Fourteen teams have outscored them including Bournemouth and newly-promoted Luton Town with Erik ten Hag admitting he wanted to bring in a striker during the January transfer window.
Anthony Martial has been sidelined for three months and he will need to be innovative if he is deal with this crisis.
The Red Devils were linked with loan moves for the likes of Karim Benzema, Eric Maxim Choupo-Moting but things did not work out in the end.
Haller was offered
Intermediaries offered Moise Kean to the club and HITC Football have now revealed that Borussia Dortmund striker Sebastian Haller was also offered to the English giants.
“Manchester United were offered the chance to sign former West Ham United striker Sebastien Haller in the January transfer window, HITC Football understands.
“Sources have told HITC Football that intermediaries offered Sebastien Haller to big Premier League clubs late in the window.
“Manchester United, Chelsea and Newcastle United all were approached, but the intermediaries did not hear back from them.”
Wolverhampton Wanderers, Fulham also reportedly tried to land the 6ft 3in hitman on deadline day but could not agree a move.

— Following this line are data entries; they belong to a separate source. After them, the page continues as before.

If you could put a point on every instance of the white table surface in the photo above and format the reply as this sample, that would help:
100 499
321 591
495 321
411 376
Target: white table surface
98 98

The Ivory Coast international has struggled for the German club this season but was a favourite of Ten Hag during his Ajax days.
Why Haller was rejected
After battling testicular cancer, the former West Ham returned to playing action in January last year and managed nine goals and five assists from 18 starts across all competitions.
But this term, Haller has found chances hard to come by, scoring twice in the DFB-Pokal but not in the league so far.
This may have played a part as even though Dortmund were open to a loan exit, Ten Hag decided against bringing another former protege to Old Trafford who he had described as “phenomenal” with the club battling FFP concerns.
The manager’s Eredivisie recruits have not quite worked out and new minority stakeholders INEOS have plans to move away from that approach.